Por Maria Ribeiro
Dar-se-á continuidade a respeito das ditas mensagens psicografadas que trazem revelações da vida de Jesus não contadas nos Evangelhos. Pois bem, estes textos caíram no gosto de grande número de adeptos e são utilizados inclusive para basearem os estudos realizados nos Centros quando o tema é a figura do Mestre.
Sem querer repetir o que grandes estudiosos do passado e do presente incansavelmente dizem, há nisto grande perigo, e o mais imediato é realmente a assimilação de tais ensinamentos pelos não estudiosos com sua consequente permanência na ignorância. Coisas que parecem inofensivas podem causar, como tem causado, grandes transtornos no ME.

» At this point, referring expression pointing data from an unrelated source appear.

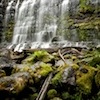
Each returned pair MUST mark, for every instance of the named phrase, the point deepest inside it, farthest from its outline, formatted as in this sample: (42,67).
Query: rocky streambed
(60,74)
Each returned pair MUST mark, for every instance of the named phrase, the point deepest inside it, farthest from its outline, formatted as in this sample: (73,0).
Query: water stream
(37,23)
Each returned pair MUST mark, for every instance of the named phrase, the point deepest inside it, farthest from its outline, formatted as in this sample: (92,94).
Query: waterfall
(37,23)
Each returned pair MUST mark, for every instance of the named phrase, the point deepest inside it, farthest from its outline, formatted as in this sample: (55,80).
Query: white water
(36,23)
(10,5)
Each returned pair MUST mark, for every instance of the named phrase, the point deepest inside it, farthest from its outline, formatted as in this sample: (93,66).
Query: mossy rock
(97,79)
(85,6)
(42,71)
(51,93)
(34,96)
(65,96)
(56,80)
(56,98)
(84,79)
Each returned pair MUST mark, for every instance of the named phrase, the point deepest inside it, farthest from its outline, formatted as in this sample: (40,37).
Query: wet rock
(14,83)
(84,80)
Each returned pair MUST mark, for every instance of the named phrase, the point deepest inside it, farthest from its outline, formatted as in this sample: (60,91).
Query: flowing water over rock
(38,23)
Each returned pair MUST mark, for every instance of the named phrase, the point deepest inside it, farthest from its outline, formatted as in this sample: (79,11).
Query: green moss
(84,78)
(65,96)
(85,6)
(56,98)
(57,79)
(52,93)
(97,79)
(41,71)
(45,69)
(34,96)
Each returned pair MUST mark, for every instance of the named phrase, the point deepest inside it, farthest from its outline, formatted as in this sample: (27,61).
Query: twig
(44,88)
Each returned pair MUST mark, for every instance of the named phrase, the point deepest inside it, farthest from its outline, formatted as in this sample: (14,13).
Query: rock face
(80,22)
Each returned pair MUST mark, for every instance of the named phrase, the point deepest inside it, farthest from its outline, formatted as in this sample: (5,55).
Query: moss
(75,66)
(56,98)
(97,79)
(65,95)
(34,96)
(57,79)
(41,71)
(45,69)
(84,78)
(52,93)
(85,6)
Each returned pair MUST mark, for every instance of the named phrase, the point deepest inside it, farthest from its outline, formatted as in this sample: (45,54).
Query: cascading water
(36,22)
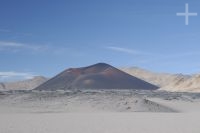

Não se pode negar que trata-se de empreendimento por demais audacioso, e claro, temerário. Até certo ponto, também as tentativas de interpretações de passagens evangélicas caíram num terrível vício de floreações por demais exageradas, trocando as falas simbólicas do Cristo por outras simbologias, muitas vezes vagas e sem fundamento prático. Há inúmeras obras disseminadas no ME de conteúdo pretensamente "evangélico", para cujas interpretações deve ter havido um esforço enorme de imaginação.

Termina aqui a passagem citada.